Nun, zum Ende des Vortrags, zu dem Schramm jegliche Stellungnahme vom Bürgermeister ausdrücklich untersagt wurde, forderte der Bürgermeister vom Redakteur des Bürgerblatts eine umfassende Entschuldigung über die Inhalte des „Überblick“.

Hierzu sah Schramm allerdings keine Veranlassung. Nun zündete der Bürgermeister die nächste Eskalationsstufe. Er ließ einen Beschluss fassen, die Inhalte des Bürgerblatts sowohl zivil- als auch strafrechtlich prüfen zu lassen. Die gesamte Vorgehensweise sei angeblich mit der Rechtsaufsicht abgesprochen. Die wollte das auf Nachfrage allerdings nicht bestätigen, sondern verweigert die Aussage. Gesagt, getan. Er wendete sich an eine renommierte Münchner Anwaltskanzlei und ließ Schramm schriftlich zu einer Entschuldigung auffordern. Darüber hinaus ließ er auch Strafantrag bei der Staatsanwaltschaft Regensburg wegen angeblicher Beleidigung stellen. Dieser Antrag wurde von den bei der Sitzung anwesenden 5 Mitarbeiterinnen sowie von einem Mitarbeiter der Verwaltungsgemeinschaft mitgetragen.

ÖDP-Gemeinderatsmitglied Schramm, der sich zu keinem Zeitpunkt irgendeines Fehlverhaltens für schuldig sah, erfuhr wärenddessen breite Unterstützung innerhalb seiner Partei ÖDP. Seine Antwort auf diese Bedrohung fasste er beispielsweise in einem Leserbrief zusammen. Darin verwies er deutlich auf das durch das Grundgesetz und die Bayerische Verfassung geschützte Recht der freien Meinungsäußerung sowie der Machtkritik, der Kritik an der Amtsführung eines Amtsträgers.
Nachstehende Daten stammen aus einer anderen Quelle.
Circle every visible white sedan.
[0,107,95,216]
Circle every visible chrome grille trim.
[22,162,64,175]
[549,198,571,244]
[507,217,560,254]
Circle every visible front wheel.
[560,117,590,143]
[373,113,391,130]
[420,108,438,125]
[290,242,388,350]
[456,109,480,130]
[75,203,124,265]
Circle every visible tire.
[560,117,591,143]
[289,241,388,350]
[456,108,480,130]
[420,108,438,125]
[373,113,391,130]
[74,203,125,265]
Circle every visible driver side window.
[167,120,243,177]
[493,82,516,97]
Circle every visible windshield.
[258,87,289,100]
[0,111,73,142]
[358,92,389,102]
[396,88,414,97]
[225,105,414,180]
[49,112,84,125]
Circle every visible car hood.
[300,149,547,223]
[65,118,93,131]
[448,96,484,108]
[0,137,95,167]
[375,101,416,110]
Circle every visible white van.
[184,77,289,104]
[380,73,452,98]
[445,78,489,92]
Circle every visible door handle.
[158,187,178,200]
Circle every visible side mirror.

Über eine von Schramm beauftragte Anwaltskanzlei ließ er eine umfassende Stellungnahme bei der ermittelnden Staatsanwaltschaft Regensburg einreichen. Nach einem knappen halben Jahr erging schließlich die Entscheidung der Staatsanwaltschaft: Mit einem deutlichen Verweis auf das hohe Gut der Meinungsfreiheit wurde das Verfahren eingestellt. An den Anschuldigungen war also nichts dran.

Nach der gewaltigen Lawine, die Bürgermeister und Verwaltungsmitarbeiter/innen losgetreten hatten, war nach Bekanntgabe der Entscheidung des Staatsanwalts Anfang Januar 2022 allerdings kein Wort mehr von diesen zu hören.